AUSTIN, Texas—The University of Texas at Austin's Texas Language Technology Center (TLTC) is employing the latest multimedia technology and social networking software to create 21st century language-learning tools. Podcasts, blogs and interactive online materials are quickly replacing traditional textbooks and audiotapes.

The College of Liberal Arts initiative is part of an emerging academic movement known as open access—no or low-fee projects that support scholarship and instruction for everyone, everywhere.

Supported by a three-year, $540,000 grant from the U.S. Department of Education's Fund for the Improvement of Post-Secondary Education, TLTC is a leading developer of instructional foreign language Web sites.

"For many students, the Internet is the most common place to encounter foreign language," said Carl Blyth, associate professor of French and director of TLTC. "The Web's combination of text, image and sound is ideal for modern foreign language learning."
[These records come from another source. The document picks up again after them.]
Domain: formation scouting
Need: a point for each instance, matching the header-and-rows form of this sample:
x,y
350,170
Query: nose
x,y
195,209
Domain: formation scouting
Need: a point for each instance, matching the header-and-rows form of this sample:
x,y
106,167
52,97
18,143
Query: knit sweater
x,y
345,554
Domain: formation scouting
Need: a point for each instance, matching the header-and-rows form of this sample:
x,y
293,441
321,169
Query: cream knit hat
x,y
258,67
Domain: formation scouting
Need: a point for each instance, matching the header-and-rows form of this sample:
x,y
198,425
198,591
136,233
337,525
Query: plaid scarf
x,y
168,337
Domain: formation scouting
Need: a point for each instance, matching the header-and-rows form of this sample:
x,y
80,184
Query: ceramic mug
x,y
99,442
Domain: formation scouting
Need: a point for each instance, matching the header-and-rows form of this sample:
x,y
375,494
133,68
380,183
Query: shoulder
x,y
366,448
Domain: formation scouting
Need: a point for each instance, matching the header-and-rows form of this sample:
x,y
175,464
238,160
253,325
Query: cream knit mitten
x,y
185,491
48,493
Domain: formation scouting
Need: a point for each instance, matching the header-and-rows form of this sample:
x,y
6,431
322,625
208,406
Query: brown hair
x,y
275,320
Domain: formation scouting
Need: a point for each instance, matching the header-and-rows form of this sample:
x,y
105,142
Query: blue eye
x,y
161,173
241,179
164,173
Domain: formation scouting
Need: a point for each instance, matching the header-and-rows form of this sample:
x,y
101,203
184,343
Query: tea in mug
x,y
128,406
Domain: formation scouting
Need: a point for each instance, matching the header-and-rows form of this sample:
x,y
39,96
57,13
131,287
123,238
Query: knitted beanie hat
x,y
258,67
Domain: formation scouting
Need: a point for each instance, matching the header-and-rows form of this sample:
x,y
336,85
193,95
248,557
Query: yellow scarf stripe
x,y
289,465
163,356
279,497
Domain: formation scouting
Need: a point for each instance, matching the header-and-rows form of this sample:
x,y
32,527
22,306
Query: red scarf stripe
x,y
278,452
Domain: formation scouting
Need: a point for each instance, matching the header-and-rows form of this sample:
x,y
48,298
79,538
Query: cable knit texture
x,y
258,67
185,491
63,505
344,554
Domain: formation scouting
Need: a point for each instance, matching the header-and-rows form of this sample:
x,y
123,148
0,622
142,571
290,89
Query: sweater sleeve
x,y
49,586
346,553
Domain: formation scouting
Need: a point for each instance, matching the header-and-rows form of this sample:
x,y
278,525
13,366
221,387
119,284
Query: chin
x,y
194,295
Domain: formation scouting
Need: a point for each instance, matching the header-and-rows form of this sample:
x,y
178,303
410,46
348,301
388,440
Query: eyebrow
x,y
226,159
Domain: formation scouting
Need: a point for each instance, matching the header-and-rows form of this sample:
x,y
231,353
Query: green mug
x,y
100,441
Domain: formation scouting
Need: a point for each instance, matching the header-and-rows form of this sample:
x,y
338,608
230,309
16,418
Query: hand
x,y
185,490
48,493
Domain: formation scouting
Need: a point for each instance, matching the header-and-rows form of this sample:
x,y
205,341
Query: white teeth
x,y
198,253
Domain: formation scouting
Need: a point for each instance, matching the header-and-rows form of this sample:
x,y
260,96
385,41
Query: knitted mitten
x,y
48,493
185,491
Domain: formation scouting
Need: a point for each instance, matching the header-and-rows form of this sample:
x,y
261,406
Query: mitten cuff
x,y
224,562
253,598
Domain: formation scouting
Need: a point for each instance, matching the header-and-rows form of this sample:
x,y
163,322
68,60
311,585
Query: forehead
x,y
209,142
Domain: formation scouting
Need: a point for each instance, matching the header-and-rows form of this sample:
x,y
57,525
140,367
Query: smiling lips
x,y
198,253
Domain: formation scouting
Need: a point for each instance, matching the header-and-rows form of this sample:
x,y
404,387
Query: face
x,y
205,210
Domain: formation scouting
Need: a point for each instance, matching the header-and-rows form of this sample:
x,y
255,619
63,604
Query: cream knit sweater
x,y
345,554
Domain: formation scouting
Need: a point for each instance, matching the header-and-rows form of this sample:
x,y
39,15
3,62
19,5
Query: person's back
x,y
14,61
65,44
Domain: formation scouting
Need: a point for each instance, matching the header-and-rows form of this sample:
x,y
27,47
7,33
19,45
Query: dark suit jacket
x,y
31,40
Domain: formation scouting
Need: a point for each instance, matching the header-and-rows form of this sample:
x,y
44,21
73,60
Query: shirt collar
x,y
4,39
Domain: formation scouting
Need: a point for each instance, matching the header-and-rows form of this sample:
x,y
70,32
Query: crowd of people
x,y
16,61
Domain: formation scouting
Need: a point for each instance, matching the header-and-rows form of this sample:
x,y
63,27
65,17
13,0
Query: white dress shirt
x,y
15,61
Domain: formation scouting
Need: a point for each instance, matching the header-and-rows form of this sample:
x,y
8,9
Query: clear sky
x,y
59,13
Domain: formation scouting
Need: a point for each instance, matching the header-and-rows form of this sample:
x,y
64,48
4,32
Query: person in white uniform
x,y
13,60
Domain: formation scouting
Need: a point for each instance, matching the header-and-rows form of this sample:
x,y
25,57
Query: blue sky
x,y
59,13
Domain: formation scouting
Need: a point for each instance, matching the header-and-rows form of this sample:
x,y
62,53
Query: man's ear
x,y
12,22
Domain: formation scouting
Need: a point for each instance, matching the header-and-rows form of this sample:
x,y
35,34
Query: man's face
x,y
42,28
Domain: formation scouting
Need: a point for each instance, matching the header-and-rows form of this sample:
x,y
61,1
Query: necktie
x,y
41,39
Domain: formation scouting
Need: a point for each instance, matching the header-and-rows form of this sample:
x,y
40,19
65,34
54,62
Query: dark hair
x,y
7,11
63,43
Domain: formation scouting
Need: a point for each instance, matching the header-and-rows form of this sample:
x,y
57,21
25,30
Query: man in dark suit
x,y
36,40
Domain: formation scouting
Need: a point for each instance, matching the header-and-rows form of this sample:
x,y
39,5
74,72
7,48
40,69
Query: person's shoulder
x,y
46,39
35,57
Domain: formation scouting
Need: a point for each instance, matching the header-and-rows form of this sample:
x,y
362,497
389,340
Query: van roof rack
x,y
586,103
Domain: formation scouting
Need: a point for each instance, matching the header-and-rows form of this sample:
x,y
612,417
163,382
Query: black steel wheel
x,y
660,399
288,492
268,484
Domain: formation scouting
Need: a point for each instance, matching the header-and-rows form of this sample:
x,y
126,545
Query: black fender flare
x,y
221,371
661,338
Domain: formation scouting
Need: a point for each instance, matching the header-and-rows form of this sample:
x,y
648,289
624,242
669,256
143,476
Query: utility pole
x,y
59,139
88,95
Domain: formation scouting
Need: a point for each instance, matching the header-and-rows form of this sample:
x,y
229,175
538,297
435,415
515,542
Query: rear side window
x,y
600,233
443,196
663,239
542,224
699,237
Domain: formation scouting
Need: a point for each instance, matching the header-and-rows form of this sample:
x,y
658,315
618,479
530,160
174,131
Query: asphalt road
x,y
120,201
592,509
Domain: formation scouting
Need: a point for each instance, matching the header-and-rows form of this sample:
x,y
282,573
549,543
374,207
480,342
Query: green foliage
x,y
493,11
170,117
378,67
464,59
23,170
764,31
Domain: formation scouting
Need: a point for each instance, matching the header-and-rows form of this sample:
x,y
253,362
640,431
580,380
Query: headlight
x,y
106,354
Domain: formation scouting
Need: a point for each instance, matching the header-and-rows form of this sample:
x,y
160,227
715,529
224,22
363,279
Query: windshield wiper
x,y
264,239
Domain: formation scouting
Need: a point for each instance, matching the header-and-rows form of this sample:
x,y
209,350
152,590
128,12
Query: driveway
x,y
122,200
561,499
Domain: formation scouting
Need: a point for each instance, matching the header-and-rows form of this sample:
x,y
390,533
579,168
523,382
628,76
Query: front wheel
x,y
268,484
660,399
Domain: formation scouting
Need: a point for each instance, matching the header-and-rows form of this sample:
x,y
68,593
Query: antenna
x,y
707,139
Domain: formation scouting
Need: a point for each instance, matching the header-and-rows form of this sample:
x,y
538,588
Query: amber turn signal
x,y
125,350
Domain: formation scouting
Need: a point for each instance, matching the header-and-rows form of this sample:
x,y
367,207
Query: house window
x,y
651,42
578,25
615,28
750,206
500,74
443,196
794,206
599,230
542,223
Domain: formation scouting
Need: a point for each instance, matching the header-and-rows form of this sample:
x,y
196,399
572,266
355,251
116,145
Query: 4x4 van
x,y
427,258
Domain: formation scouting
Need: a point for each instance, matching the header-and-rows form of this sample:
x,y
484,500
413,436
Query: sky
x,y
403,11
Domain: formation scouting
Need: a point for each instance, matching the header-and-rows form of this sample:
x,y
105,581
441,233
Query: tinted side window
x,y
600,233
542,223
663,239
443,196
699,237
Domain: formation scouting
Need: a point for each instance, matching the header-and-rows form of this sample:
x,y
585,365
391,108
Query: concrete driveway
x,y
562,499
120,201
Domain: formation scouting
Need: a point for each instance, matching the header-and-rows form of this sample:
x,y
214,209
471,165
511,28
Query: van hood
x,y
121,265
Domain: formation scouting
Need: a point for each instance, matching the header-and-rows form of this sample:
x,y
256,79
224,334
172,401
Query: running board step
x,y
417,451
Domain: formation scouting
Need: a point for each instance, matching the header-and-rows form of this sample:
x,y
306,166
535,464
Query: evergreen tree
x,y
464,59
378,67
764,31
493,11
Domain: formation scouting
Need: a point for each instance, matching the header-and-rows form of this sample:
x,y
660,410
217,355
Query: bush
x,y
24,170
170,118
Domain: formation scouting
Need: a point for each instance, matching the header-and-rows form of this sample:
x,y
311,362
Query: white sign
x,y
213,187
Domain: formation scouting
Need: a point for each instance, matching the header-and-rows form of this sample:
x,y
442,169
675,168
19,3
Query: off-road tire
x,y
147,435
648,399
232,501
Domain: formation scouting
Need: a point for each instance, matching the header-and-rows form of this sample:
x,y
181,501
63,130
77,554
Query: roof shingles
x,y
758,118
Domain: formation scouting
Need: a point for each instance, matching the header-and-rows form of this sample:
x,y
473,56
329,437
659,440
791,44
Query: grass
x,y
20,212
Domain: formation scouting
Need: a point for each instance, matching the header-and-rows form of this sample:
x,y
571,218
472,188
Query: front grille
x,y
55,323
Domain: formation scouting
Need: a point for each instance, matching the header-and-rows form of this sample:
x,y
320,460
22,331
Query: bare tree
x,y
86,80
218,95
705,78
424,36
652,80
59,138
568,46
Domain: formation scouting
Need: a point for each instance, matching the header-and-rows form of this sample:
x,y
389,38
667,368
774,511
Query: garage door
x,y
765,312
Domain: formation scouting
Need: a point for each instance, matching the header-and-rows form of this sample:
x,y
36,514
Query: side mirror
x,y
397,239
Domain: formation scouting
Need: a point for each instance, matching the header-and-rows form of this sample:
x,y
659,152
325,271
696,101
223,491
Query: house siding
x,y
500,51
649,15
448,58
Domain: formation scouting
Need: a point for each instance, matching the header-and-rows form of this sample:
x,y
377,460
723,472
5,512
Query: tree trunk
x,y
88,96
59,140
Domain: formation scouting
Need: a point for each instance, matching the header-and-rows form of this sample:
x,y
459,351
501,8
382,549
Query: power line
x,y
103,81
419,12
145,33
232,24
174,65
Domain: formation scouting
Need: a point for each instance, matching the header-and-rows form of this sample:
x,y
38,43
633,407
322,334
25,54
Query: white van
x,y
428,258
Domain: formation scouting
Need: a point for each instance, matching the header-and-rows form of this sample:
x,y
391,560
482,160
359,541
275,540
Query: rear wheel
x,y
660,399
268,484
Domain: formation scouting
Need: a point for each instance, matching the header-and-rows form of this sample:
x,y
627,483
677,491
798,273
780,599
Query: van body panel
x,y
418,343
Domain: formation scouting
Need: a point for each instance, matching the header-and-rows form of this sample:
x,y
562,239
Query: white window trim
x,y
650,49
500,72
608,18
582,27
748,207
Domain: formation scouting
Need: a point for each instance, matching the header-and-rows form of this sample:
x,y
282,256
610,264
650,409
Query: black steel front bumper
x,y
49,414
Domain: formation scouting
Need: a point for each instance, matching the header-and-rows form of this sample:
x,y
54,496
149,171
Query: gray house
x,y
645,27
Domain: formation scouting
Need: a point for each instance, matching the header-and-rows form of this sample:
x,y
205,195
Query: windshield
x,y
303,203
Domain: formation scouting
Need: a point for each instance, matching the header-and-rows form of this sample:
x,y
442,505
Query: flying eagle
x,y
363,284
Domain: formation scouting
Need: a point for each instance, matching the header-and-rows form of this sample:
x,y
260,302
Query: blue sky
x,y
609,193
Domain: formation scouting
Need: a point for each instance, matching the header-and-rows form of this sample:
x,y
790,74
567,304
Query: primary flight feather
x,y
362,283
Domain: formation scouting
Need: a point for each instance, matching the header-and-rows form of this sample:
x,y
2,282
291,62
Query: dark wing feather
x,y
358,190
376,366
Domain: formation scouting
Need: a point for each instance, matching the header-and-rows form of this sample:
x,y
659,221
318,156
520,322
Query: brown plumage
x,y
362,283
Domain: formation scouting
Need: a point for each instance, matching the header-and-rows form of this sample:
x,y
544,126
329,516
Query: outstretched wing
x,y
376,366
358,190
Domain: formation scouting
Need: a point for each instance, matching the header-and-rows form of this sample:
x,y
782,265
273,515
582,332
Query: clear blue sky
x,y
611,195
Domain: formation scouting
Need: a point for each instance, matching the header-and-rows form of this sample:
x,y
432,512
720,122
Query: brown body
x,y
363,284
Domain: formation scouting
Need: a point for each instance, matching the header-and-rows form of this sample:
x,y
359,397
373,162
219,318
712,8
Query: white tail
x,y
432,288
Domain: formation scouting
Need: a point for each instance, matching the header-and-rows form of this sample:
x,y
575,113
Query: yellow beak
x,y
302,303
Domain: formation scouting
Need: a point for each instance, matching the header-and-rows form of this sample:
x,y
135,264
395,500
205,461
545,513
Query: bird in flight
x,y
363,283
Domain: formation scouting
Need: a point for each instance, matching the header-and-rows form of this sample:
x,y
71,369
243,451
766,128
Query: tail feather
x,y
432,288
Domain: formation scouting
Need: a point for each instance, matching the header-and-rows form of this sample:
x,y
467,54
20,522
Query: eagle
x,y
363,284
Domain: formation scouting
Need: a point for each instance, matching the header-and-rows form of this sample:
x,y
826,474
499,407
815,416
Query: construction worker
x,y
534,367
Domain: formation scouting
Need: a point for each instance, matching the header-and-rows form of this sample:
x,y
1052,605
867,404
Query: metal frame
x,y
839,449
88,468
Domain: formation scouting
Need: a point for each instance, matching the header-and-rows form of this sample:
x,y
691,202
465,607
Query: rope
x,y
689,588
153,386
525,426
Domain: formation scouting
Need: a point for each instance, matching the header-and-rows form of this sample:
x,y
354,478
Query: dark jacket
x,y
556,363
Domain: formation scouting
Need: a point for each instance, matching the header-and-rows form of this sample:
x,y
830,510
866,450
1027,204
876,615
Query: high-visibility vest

Three new sites will join TLTC's stable of free, Web-based multimedia resources. Language scholars and technicians will build the new programs from instructional technology created for "Français Interactif," an online French curriculum that includes streaming video, grammar quizzes and verb conjugation tools, which receives nearly one million hits per day from across the world.

TLTC's additional projects are:

  • "Aswaat Arabiyya" (Arabic Voices)—a listening comprehension program that will host more than 1,000 hours of authentic Arabic sound and video clips, including content from the Arabic news channel, Al Jazeera.
  • "Alkitaab Textbook"—a site supporting a leading Arabic textbook written by Mahmoud Al-Batal, associate professor of Arabic studies and director of the university's Arabic Flagship Program.
  • "Deutsch im Blick" (Focus on German)—first-year German language curriculum featuring videos of native speakers collected through the university's summer program in Würzburg, Germany. The site's grammar component, "Grimm Grammar," will feature zany, post-modern versions of Grimm fairy tales.
  • "Persian Online"—comprehensive Persian language site including audio, video, grammar and a glossary of common idioms.
  • "Radio Arlecchino"—Italian grammar podcasts based on Commedia dell'arte characters such as Arlecchino and Pulcinella.
  • "Tá Falado" (It's All Been Said)—Podcasts illustrating pronunciation differences between Spanish and Portuguese and highlighting cultural contrasts between the United States and Brazil. Users can download transcripts and ask questions as part of a discussion blog.
  • "Cantar de mio Cid" (The Song of the Cid)—a multimedia oral presentation of the epic Spanish poem.